Hahahaha . See what this "friend" told you . No offense, I am just a joker.

When I first got married, I did get upset at my wife because she kept asking for second opinion regarding things that I told her .

I see myself being referred to as some "friend" more and more in the forum now. I take it as a compliment.

Laurie: I have more of the stuff if you want more next time you come by.


----------



## gklaw (May 31, 2010)

mikeike said:


> They are a growing medium for "Tomato"<G> plants in hydroponic gardens.
> You put them in a 5 gallon bucket with the started plant in it and either drip irrigate or spay mist if from the bottom.
> 
> You can use them in a an aquarium/planter as planting media for the roots to grow into.
> Mike former Director of Research & Development Canadian Hydroponics.


Really Mike:
- You were an assitant superintendent for a highrise. 
- Director of R&D Canadian Hydroponic

I am impressed


----------



## 2wheelsx2 (Apr 21, 2010)

gklaw said:


> Hahahaha . See what this "friend" told you . No offense, I am just a joker.
> 
> When I first got married, I did get upset at my wife because she kept asking for second opinion regarding things that I told her .
> 
> ...


You didn't tell her it's was Hydroton, "friend"?


----------



## gklaw (May 31, 2010)

2wheelsx2 said:


> You didn't tell her it's was Hydroton, "friend"?


Did too  !! Him - one good looking gentleman


----------



## 2wheelsx2 (Apr 21, 2010)

gklaw said:


> Did too  !! Him - one good looking gentleman


Haha...she was testing us.
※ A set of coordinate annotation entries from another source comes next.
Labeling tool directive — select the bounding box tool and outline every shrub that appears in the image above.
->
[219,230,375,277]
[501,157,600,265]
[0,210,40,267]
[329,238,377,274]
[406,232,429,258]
Certainly caught me. I'd never seen the stuff up close before. I think EDGE had a pic of a potted emersed plant with this stuff in one of his FS threads and I never bothered to look it up. I assume the only advantage is cost? Much cheaper than most planted substrates.


----------



## The Guy (Nov 26, 2010)

*Well the secrets out*

Ever heard the song about "a boy named sue" Hey Gord I just wanted to know what it was called. They taste awful so I knew they weren't jaw breakers! LOL Cheers Laurie


----------



## gklaw (May 31, 2010)

Heehee  As I say, I have more hydrotons if and when you want a little bit more.

That was a good post - now everyone know what it is good for. Using it as a filter media was just my guess - good one right ?


----------



## The Guy (Nov 26, 2010)

YUP IT WAS, right again Gordon!! But I think I'll just use it in the bottom of pots for root space. Cheers Laurie


----------



## mikebike (Sep 8, 2010)

I used black lava rock for my planting medium in my first large tank.
it worked well and gave the roots lots of places to anchor into.

I broke it into 1/2 to 3/8" pieces and washed the dust off and put anything less than 1/2 inch into the tank.

the 1 inch pieces went into a large 12" water plant pot to cover my pond pump/filter.
worked great in my pond.

Cheers
Mike


----------



## EDGE (Aug 24, 2010)

Not going to save that much more compare to plain gravel.

I like them because they are porous and wick water really well without water logging. Doesn't work well for stem plants. Smallest the importer bring in is 8-16mm. They don't have the aquarium grade 4-10 mm. 
Great for java fern, Anubias, echinodorus and some crypts (mainly the readily available crypts from fish store). does well with hygrophila too.

Here is the link to the company that makes them. They have a large variation of the product for different use.

http://easygreen.oekotau.de/produkte_hydroton_en.html


----------